Chegg filed a lawsuit against Google for abusing its monopoly position in Search to force companies to provide content that it repurposes for AI answers or Featured Snippets.1

The accusation has legs. Showing answers in the search results directly competes with Chegg’s business model.

Chegg claims (rightfully) it cannot opt out of them without cutting off vital organic traffic and calls Search a “Hobson’s Choice”: you either block Google and lose all organic traffic or don’t, and Google takes your content to give answers in the search results.

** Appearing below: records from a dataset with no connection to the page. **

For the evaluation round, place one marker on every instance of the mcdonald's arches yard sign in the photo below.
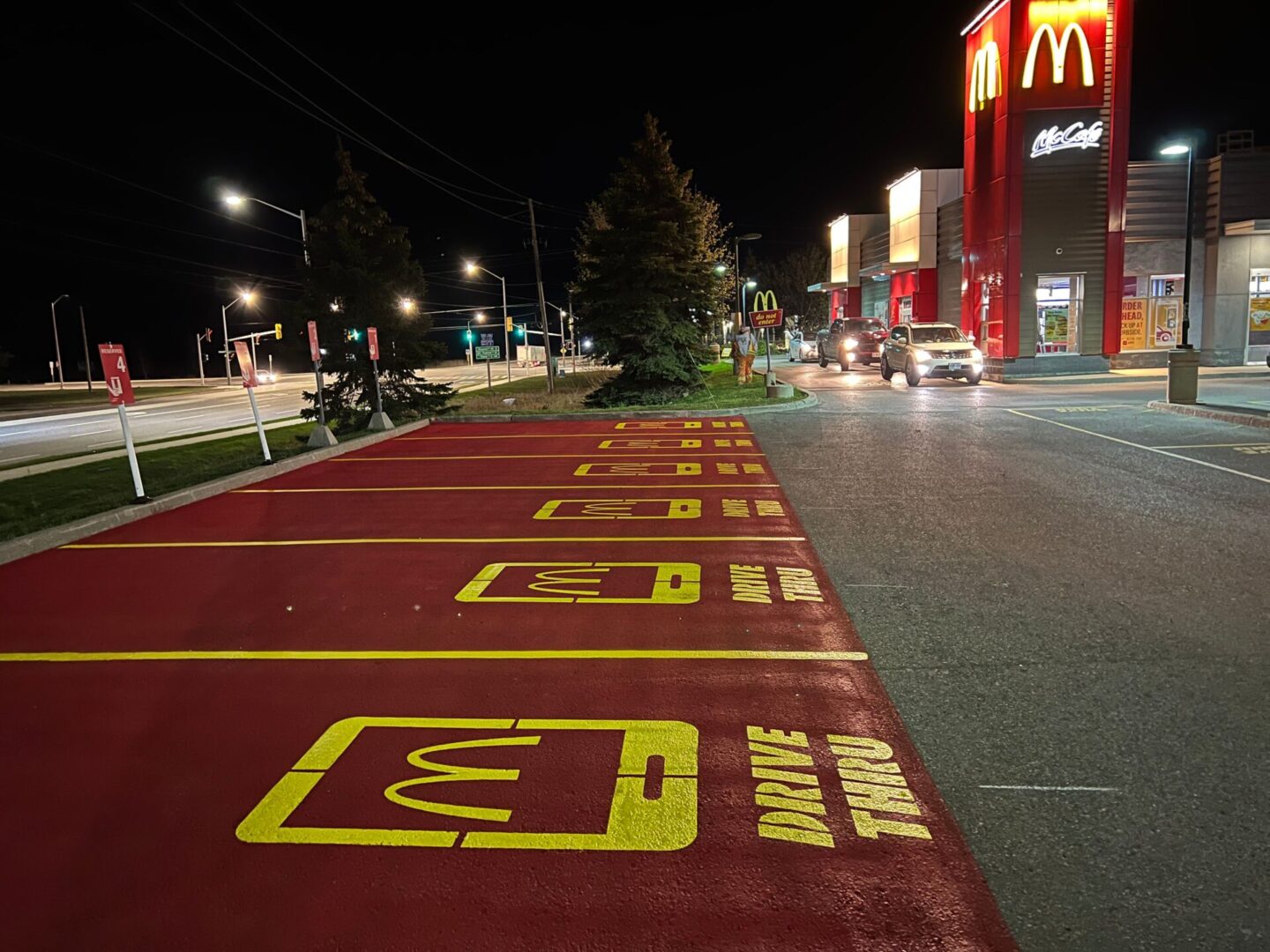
(766, 314)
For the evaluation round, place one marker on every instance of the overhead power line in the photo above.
(333, 123)
(143, 188)
(395, 121)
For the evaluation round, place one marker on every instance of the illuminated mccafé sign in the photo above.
(1057, 138)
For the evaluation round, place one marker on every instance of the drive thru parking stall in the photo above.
(578, 683)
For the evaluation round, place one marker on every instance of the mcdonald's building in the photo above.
(1050, 247)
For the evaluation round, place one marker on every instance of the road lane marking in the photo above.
(1088, 790)
(469, 489)
(370, 655)
(522, 435)
(528, 456)
(1213, 446)
(1149, 450)
(262, 544)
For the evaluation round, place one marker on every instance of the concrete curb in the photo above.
(810, 400)
(1212, 413)
(1072, 378)
(57, 536)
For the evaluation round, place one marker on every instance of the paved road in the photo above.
(1065, 597)
(502, 686)
(43, 433)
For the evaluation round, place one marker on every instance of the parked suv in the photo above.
(851, 339)
(921, 351)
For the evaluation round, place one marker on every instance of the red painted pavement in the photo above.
(145, 800)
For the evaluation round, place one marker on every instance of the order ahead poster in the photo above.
(1133, 324)
(1259, 322)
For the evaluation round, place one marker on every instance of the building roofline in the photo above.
(983, 16)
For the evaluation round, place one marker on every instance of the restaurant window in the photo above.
(1059, 301)
(1259, 308)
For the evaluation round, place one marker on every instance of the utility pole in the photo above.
(88, 366)
(57, 344)
(542, 301)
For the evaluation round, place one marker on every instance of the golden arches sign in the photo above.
(1058, 54)
(765, 301)
(766, 314)
(984, 75)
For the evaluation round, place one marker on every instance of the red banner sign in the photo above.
(247, 366)
(314, 349)
(767, 319)
(118, 381)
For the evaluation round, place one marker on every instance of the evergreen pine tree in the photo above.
(646, 257)
(360, 277)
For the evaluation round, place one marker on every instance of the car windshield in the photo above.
(938, 335)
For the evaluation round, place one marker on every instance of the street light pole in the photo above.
(235, 201)
(1183, 385)
(57, 346)
(245, 297)
(225, 331)
(88, 366)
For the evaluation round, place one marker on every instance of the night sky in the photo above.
(787, 120)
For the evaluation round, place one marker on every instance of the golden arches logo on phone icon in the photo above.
(620, 509)
(637, 822)
(586, 583)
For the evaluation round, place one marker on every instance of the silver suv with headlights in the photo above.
(923, 351)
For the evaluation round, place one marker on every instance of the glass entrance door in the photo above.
(1059, 299)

Up to this point, I agree.

What we’re witnessing is the old ecosystem of Search falling apart. The generational deal was that websites would create good content and allow Google to crawl it.

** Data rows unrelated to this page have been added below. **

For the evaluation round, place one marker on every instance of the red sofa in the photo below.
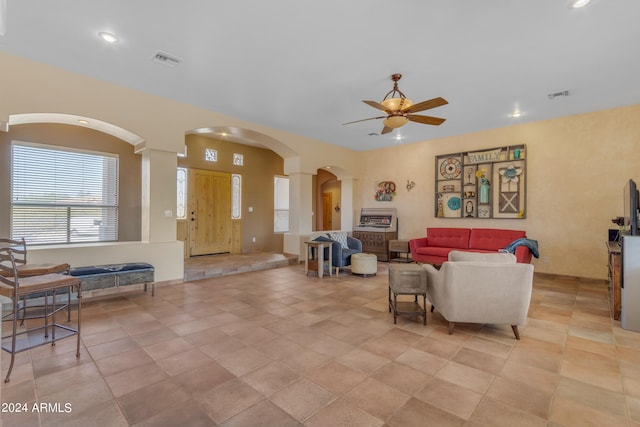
(435, 248)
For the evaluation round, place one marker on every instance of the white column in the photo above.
(158, 195)
(300, 213)
(346, 203)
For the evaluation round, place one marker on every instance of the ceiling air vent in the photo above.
(166, 59)
(557, 94)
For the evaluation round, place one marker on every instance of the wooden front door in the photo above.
(327, 214)
(210, 227)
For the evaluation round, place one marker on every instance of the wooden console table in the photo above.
(399, 247)
(316, 261)
(615, 295)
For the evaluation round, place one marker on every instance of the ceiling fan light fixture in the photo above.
(575, 4)
(395, 104)
(394, 122)
(108, 37)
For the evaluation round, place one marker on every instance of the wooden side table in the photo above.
(399, 247)
(410, 279)
(316, 261)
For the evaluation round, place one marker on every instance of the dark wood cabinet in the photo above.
(376, 242)
(615, 294)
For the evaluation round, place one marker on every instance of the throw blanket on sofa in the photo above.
(531, 244)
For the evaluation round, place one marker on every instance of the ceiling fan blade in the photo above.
(427, 120)
(425, 105)
(364, 120)
(377, 105)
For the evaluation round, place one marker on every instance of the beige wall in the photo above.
(86, 139)
(260, 167)
(577, 167)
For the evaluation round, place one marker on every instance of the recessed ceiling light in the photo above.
(108, 37)
(579, 3)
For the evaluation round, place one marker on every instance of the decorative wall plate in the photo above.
(454, 203)
(450, 168)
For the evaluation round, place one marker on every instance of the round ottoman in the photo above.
(364, 264)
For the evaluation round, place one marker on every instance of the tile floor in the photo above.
(277, 348)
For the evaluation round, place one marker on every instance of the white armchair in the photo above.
(481, 288)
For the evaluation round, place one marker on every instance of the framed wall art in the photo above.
(482, 184)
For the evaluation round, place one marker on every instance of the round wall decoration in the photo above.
(454, 203)
(450, 168)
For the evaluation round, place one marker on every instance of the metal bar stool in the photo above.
(16, 288)
(25, 269)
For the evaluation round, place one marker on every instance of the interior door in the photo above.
(327, 214)
(210, 227)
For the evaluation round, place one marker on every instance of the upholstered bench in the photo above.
(115, 275)
(364, 264)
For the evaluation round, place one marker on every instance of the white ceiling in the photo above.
(305, 67)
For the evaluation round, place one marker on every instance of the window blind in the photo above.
(62, 195)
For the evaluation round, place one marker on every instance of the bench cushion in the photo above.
(110, 268)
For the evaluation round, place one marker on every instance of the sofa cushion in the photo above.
(341, 238)
(435, 251)
(498, 257)
(492, 239)
(449, 237)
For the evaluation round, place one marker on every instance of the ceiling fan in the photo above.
(400, 109)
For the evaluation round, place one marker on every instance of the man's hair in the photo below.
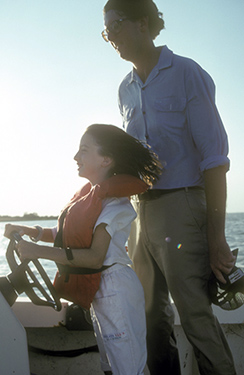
(136, 9)
(128, 154)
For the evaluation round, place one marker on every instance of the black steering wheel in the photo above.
(23, 278)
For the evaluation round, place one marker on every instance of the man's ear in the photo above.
(143, 23)
(107, 161)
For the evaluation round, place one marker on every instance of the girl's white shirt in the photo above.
(118, 214)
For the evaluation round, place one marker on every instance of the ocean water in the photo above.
(234, 235)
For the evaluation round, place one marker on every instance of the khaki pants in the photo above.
(168, 247)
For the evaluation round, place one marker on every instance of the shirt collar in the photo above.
(164, 62)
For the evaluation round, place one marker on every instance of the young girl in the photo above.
(90, 239)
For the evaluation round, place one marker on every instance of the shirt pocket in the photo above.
(170, 114)
(133, 122)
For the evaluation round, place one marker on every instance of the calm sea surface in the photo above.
(234, 234)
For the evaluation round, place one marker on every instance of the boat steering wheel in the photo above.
(24, 279)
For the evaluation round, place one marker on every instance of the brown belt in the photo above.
(157, 193)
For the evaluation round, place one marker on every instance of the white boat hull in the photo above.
(45, 329)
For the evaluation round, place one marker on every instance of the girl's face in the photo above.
(91, 164)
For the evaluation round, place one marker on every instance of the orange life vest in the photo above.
(82, 213)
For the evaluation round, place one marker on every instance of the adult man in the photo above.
(168, 102)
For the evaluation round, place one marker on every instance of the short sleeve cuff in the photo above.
(214, 162)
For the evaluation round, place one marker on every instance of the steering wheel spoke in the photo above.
(25, 277)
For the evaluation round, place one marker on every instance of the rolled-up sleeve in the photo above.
(204, 121)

In return, Google sends them websites and shows ads to searchers. Now that clicking on websites is redundant in some cases, this deal is falling apart.

In my meta analysis of AI Overviews, I showed how AI Overviews reduce click-through rates, but they also show up much less often and more for informational queries than when they first started.

Skeptical

But this isn’t the whole puzzle of Chegg’s problem. Months before the lawsuit, Chegg’s CEO said AI, not AI Overviews, is eating into subscriber growth (as I mentioned in my Q1 Marketplaces Deep Dive):

“Rosensweig said on a May earnings call that ChatGPT had begun eating into subscriber growth. Chegg pulled financial forecasts for the rest of the year, and its stock dropped 48% in a day.”2

The article goes on:

“But within months, Chegg’s internal data showed students were increasingly turning to ChatGPT as a studying aid. Employees found some of the answers provided by GPT-4, the technology behind ChatGPT, scored higher on internal evaluations than answers from Chegg’s human experts.”

The problem goes beyond AI Overviews. Students around the world are using AI instead of web platforms. And you can see it in the numbers as well.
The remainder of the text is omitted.